Dicho esto, juntó las manos en señal de despedida y estaba a punto de marcharse. Xiao Wenbing lo agarró y le preguntó: "¿Cómo piensas completar el número de asistentes?".

"Hagan lo posible para que expertos en su etapa de superación de la tribulación invoquen activamente la tribulación celestial."

¿Habrá víctimas?

“Eso es natural.” Quini hizo una pausa y luego dijo: “Sin embargo, con tantos artefactos inmortales esta vez, la tasa de fallos debería mantenerse por debajo de la mitad.”

Xiao Wenbing frunció el ceño y dijo: "No. Si perdiéramos a diez mil expertos en la etapa de Trascendencia de la Tribulación, más los diez mil que ascendieron conmigo, el impacto en el Reino de la Llama en el futuro sería demasiado grande".

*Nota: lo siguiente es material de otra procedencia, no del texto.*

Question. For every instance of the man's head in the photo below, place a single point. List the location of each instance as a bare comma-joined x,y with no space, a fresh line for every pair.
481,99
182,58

Quini negó con la cabeza con firmeza y dijo: «Compañero daoísta Xiao, este es el precio que debemos pagar». Tras un instante de vacilación, añadió: «Si el compañero daoísta Xiao está dispuesto a entregar todos los artefactos del Inmortal Terrenal, la probabilidad de éxito aumentará en un treinta por ciento».

"Jaja..." Xiao Wenbing rió a carcajadas, "Esos artefactos inmortales no son nada para mí, que cada quien se los reparta."

—Sí, gracias, compañero taoísta Xiao —dijo Quini, rebosante de alegría, haciendo una reverencia en señal de gratitud—. Sin embargo, tengo una sugerencia. Después de reunir a diez mil cultivadores de alto nivel que hayan superado la tribulación, no provoques activamente la tribulación celestial por el momento.